Beautiful cats you have, I'm sorry to hear about Pearl


----------



## ForJazz (Dec 30, 2003)

HemiShakes said:


> They are all so adorable. Wow thats a nice tatto of Pearl. I recently lost a cat a month and a half ago and I was seriously debating paying a tribute to him with a tatoo (everyone else thought I was nuts for thinking about it).


I don't think you're nuts for thinking about it...but if you wanted to be more subtle about it, you could get the cat's name written in a celtic design, an intricate font, or in chinese lettering or something.


----------



## DesnBaby (Apr 18, 2004)

They are sweet  , sorry about Pearl!


----------



## Mitts & Tess (Sep 4, 2004)

Very cute photos of your kitties.


----------



## Daisy_Babe (Jan 25, 2006)

Beautiful :!:


----------



## Sky Eyes Woman (Feb 26, 2006)

The digicam has reappeared! Here is my husband holding the DustBunny, we could only hold her still long enough to take 5 pics, the little booger! I really wonder why an old lady would want to just dump this little cutie somewhere, but I'm glad she did! She's as sweet as she looks.

Thank you all for your kind words and condolences on the loss of Pearl. I knew everyone here would understand how much I miss her. You would have liked her.


----------



## Daisy_Babe (Jan 25, 2006)

Awwwwwwwwwwwwwww :heart


----------



## Sky Eyes Woman (Feb 26, 2006)

Wow! I just grabbed the yardstick and measured Dude from the tip of his nose to the tip of his tail...he is about 33" long! 8O 
He's such a big cat, I was just wondering how long he is. Sorry, I guess I'm weird.


----------



## Sky Eyes Woman (Feb 26, 2006)

The short moments of peace and tranquility sure are nice!


----------



## Sky Eyes Woman (Feb 26, 2006)

I got such a smart kitty! :lol:


----------



## estelle58 (Feb 28, 2006)

they're beautifull kittys...


----------



## Lori (Jun 8, 2003)

Such pretty kitties!! 

I have always admired your avatar, Sky Eyes Woman. It was nice to see the full size photo of Pearl, such a gorgeous girl. So sorry to hear about her.


----------



## Sky Eyes Woman (Feb 26, 2006)

The DustBunny is growing up...

















Dude tries looking innocent and sweet for a change.

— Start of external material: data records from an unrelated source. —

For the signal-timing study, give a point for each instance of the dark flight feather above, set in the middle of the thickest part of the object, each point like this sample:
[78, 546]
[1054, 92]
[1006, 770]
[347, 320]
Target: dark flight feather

Hi Kit N.!!! You weren't sleeping or anything were ya?!


----------



## DesnBaby (Apr 18, 2004)

Hee, hee, funny expressions :lol:


----------



## Sky Eyes Woman (Feb 26, 2006)

Earlier today.


----------



## gizmocat (May 22, 2006)

I love the picture of the cat with his head stuck under the sofa throw. They are all charming cats. 
And the one thing wrong with pets is that they never live long enough. I sympathize with your loss of Pearl. She had really unusual markings too.


----------



## Sky Eyes Woman (Feb 26, 2006)

She had the best personality too. She was very laid-back and sweet, never grouchy or mean. The one blind spot in her nature was that she was afraid of strangers. That was because the first time she encountered anyone coming over to my house it was a couple of guys I worked with and they had stopped by to pick me up so we could go to a company function together. I wasn't ready and had to leave the room right after they came in and when I got back in there one of them had put a sock over her head and they were both laughing at her trying to get it off. I was furious! I screamed at them "Thanks a lot for making her fearful of strangers! She's never seen company come over here before, you $&*(#$ *@%>{*#$!" :evil:

They were immediately apologetic and contrite but the damage was done. After that I learned to hide my cats away whenever I was expecting anyone.


----------



## Sky Eyes Woman (Feb 26, 2006)

When you were a kid, did you ever love a toy so much you slept with it?


----------